Bells

The church bell chimes and it is 7:00 a.m.  The sun promises.  The flower boxes bloom yellow and white and gold.  It is cold in my room.  Silent still.  The others here are all asleep, late, tucked away in their dorms.  I wanted my own space, couldn’t share.  I’ve shared my whole life with Sue and Bob and Mary Beth, Dave, Andy. . .the list goes on: all eleven of us demanding something around the old kitchen table that jutted from the wall, all of us gathered around while my father stood at the helm stern and impatient ready to dole out whatever it was that might be enough.

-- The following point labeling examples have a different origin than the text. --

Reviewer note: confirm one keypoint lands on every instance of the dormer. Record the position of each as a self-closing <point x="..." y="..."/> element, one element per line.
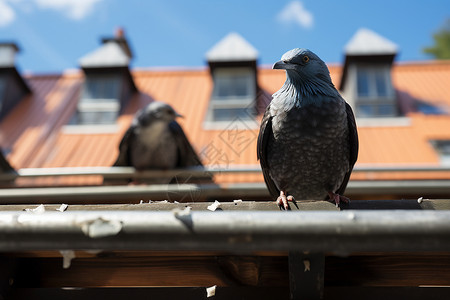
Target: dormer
<point x="13" y="87"/>
<point x="108" y="84"/>
<point x="232" y="63"/>
<point x="366" y="79"/>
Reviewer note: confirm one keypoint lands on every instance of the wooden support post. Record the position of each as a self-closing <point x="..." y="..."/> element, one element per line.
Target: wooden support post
<point x="306" y="275"/>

I fell asleep last night watching Auschwitz, the Final Solution.  I am going there and feel I should be prepared.  I tell Sam in a text and he replies: have fun.  I assume his tone is sarcastic or dry or something;  he is hard to read, always.  He won’t/can’t go; these are his people.  Back home in Saint Louis, he still dons the attire, studies the Torah, tells me –again in a text –that his rabbi is from that region in Prague where the Jews are buried twelve deep, one on top of the other.  I send him a picture of the gravestones, haphazard, the little rocks on top keeping the souls down. (Later back at home it will be months before I see him, Hebrew prayer book, bought in the Jewish cemetery, in Prague, long forgotten.)

I awake in a panic, what did I miss?